The Consumer Financial Protection Bureau's decision to drop a requirement that third parties would be on the hook for the accuracy of consumer debts they purchase is likely to speed the agency's often-delayed efforts to write new rules in the area.
The agency initially suggested it would subject third parties that purchased consumer debt to a requirement that they verify the information, but Director Richard Cordray signaled last week that the agency has changed course. By dropping that requirement, it paves the way for the agency to issue a new proposal governing third-party debt collectors by the end of the year.
It also means that the burden of verifying consumer debt will fall to lenders that originate the debt, but that requirement is likely to be accepted by the industry, representatives said.
"Creditors should be responsible since they are our customers," said Dong Hong, vice president and senior counsel at the Consumer Bankers Association. "For the most part, we're fine with the disclosure regime [the CFPB is] creating. Our members utilize the services of debt collectors, so any requirements placed on them would naturally fold back up to the [first-party] creditors. "
The CFPB has been slow to act on debt collectors, a process that began in 2013, opening the agency to criticism that it still has not completed a rulemaking in four years even though debt collectors receive the largest number of consumer complaints.

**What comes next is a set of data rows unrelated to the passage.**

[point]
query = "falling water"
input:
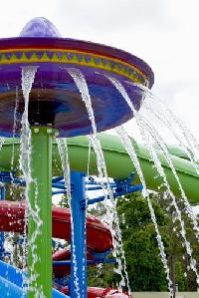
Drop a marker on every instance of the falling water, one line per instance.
(144, 125)
(28, 75)
(182, 143)
(144, 128)
(129, 148)
(102, 171)
(63, 152)
(187, 139)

Even lenders are surprised "that they're still working on this," Hong said.
One reason the agency has had difficulty is that Congress explicitly excluded banks from the Fair Debt Collection Practices Act of 1977, forcing the CFPB to break its debt collection proposals into one part for banks and other first-party creditors, and another for third-party creditors that fall under the FDCPA.

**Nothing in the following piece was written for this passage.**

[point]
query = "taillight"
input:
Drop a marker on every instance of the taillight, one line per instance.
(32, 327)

Cordray even touched on the issue, saying the law has not kept paces with changes in the market.
"This area of the law has become outmoded over the past 40 years," he said in a speech on June 8. "Both industry and consumer groups are pressing for updated interpretations of the law because so much is happening in this marketplace that the law cannot easily keep pace with developments. The courts have been forced to try to make sense of the statutory provisions and apply them to a very different world, leading to a patchwork of inconsistent rulings that breed disarray and uncertainty. Conflicting rulings from different courts make it difficult for compliance attorneys to give firm guidance to companies that operate in this realm."
The Supreme Court agrees with that assessment. Justice Neil Gorsuch wrote in a unanimous Supreme Court ruling Monday that the FDCPA applies only to third-party creditors, and not to banks. He acknowledged that may no longer make sense given changes since the law was passed, but said it wasn't the court's place to apply a new interpretation.

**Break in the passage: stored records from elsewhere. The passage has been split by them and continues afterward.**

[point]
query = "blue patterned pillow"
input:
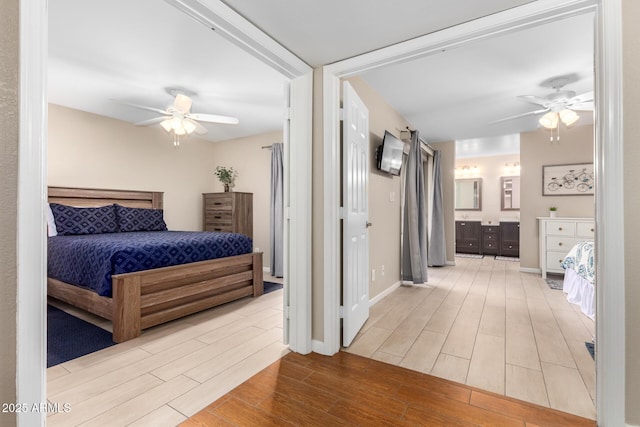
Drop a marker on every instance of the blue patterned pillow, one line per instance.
(71, 220)
(140, 219)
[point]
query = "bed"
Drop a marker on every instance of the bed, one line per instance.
(151, 294)
(580, 277)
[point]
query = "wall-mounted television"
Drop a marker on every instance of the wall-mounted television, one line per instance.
(389, 154)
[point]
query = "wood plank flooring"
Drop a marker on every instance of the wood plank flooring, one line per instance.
(485, 324)
(351, 390)
(172, 370)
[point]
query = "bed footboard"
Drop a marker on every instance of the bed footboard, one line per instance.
(147, 298)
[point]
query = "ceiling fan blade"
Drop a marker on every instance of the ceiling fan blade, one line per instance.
(153, 121)
(182, 103)
(532, 99)
(143, 107)
(530, 113)
(582, 106)
(214, 118)
(583, 97)
(200, 130)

The CFPB first issued a small-business outline on third-party collectors last July that would limit collection attempts to six times per week and require that debt collectors disclose to consumers if a debt it too old, and therefore is not legally enforceable.
The CFPB is now expected to issue its third-party debt collection plan by the end of this year or early 2018. A rulemaking on first-party creditors would be pushed off to late 2018, or possibly later.
Cutting the substantiation of consumer debt out of the third-party debt collection proposal was a procedural win for the industry.
"The CFPB wants to make sure debt collectors are collecting on the right amount, from the right person," said Maria Wolvin, a vice president and senior counsel of regulatory affairs at ACA International, a trade group representing 3,500 debt collectors, attorneys and debt buyers.
In the small-business outline, the CFPB had a list of information that the bureau said was essential in assessing whether a debt was reasonably owed, and that creditors would provide to debt collectors.
The issue will be what minimum data fields will become standard practice for the industry to use in substantiating the amount of a debt and who owes it.
"The big challenge will be helping banks and creditors communicate the data when everybody has a different system," said Rozanne Andersen, vice president and chief compliance officer at Ontario Systems, a Muncie, Ind., software provider. "Debt collectors cannot begin to assign the debt until they have the minimum data fields needed to substantiate the account."
Often banks have plenty of data on a customer except when an account falls delinquent and ultimately is charged off.
"That is what is fundamentally changing," Andersen said. "The CFPB is proposing rules that impact how data moves in various scenarios from first party to third party with the ultimate goal of ensuring that when debt moves, everybody uses information about the account to substantiate it and ensure they have identified the right consumer. Whoever has the data has to update the next person in the chain."